O problema central da temporada é esse: ela quer contar três ou quatro histórias diferentes, mas não consegue amarrá-las. E ao tentar fazer tudo ao mesmo tempo, compromete o que tinha de mais forte. O dilema ético que vinha se desenhando na primeira metade se dilui em cenas de luta longas demais e motivações rasas.

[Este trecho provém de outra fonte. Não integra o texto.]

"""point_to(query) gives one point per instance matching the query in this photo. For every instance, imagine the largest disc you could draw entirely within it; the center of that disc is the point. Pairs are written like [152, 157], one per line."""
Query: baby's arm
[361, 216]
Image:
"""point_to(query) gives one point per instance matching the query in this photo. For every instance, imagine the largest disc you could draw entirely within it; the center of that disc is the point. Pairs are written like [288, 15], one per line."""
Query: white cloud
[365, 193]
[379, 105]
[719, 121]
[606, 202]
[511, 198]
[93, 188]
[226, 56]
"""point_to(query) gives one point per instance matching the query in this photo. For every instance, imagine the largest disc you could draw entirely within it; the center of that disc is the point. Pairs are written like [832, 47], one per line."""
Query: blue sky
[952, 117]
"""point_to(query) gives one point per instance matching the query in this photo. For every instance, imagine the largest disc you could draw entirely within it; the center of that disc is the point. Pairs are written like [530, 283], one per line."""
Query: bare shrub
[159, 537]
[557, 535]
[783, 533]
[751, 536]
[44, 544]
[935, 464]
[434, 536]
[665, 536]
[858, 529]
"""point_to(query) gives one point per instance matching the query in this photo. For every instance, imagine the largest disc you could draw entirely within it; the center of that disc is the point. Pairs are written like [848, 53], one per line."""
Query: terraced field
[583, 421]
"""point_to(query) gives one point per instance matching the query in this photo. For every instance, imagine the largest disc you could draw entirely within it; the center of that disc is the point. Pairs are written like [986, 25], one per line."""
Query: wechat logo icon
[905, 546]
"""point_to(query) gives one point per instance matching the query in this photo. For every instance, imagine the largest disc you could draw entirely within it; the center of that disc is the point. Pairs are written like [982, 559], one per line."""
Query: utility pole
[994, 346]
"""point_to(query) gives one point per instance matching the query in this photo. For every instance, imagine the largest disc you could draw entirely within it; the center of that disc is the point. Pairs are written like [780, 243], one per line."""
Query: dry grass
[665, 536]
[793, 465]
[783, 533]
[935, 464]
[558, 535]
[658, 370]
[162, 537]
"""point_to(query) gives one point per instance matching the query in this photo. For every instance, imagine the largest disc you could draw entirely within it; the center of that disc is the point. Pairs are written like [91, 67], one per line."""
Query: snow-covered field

Hells Kitchen era um mundo mais crível e palpável, e de repentese torna palco para o absurdo. Os becos antes realistas agora abrigam hordas de ninjas que parecem brotar do chão. O misticismo da organização “Tentáculo” até poderia funcionar, mas aqui é jogado de forma tão fragmentada, tão expositiva e desorganizada, que soa como distração. A troca de Showrunners pode ser um dos principais responsáveis pela bagunça.
Ainda há luzes
Apesar da bagunça narrativa, Demolidor segue sendo tecnicamente sólida. As coreografias continuam brutais e estilizadas. A direção ainda sabe encontrar beleza na dor. A trilha sonora mantém a atmosfera sufocada e carregada. E, acima de tudo, o elenco permanece como o principal pilar.
Charlie Cox segura Matt com a mesma firmeza emocional de antes. Só que agora seu personagem parece menos conduzido por conflitos internos e mais arrastado pelos eventos externos. Ele reage mais do que age. E isso esvazia um pouco sua presença.
Karen Page ganha mais destaque e é uma grata surpresa. Sua busca por justiça, sua teimosia jornalística, sua aproximação com Frank... tudo isso oferece camadas. É como se ela estivesse herdando a coragem que Matt está perdendo. Enquanto isso, Foggy cresce como figura independente, se afastando do manto do parceiro cego e buscando sua própria linha moral.
Mas mesmo esses acertos parecem existir em episódios diferentes. Não há coesão. Não há unidade. Cada personagem vive sua própria série, e o elo entre eles vai se afrouxando episódio após episódio. A tensão emocional dá lugar ao excesso.
Estilo, som e ruído
Há ainda ecos da poesia visual que consagrou a primeira leva de episódios, mas chegando no final, estão sobrecarregados por um roteiro que não confia no próprio silêncio. Fala demais. Explica demais. Mostra de menos. E, no fim, deixa a sensação de que tudo poderia ser mais simples. Mas é tudo culpa dessa vontade de querer deixar todas as séries interligadas pra culminar em Os Defensores.
A temporada termina com promessas. De que o universo se expandirá, de que novos conflitos surgirão, de que o mundo de Matt Murdock está só começando a se abrir. Mas para quem assistiu à primeira temporada com o coração na garganta, é difícil não sentir um certo vazio ao final dessa segunda. Um vazio que não vem da tragédia, mas da bagunça.
Demolidor ainda é uma série acima da média. Ainda tem personagens cativantes, direção competente e momentos de brilho. Mas essa segunda temporada tropeça na própria ambição. Ao tentar fazer demais, esquece o que fazia tão bem: ser íntima, focada, e verdadeira.

Demolidor - 2° Temporada (2015)
Título original: Daredevil
Showrunner: Doug Petrie e Marco Ramirez
ABC Studios, Netflix
Sinopse: Após derrotar Fisk e seu império, Matt Murdock se depara com um novo inimigo: impulsionado por justiça e pelo desejo de vingança, Frank Castle chega à Hell's Kitchen. Mas a volta de um antigo rosto conhecido de Matt também se transforma em uma ameaça ainda mais sombria e pronta para reivindicar a cidade.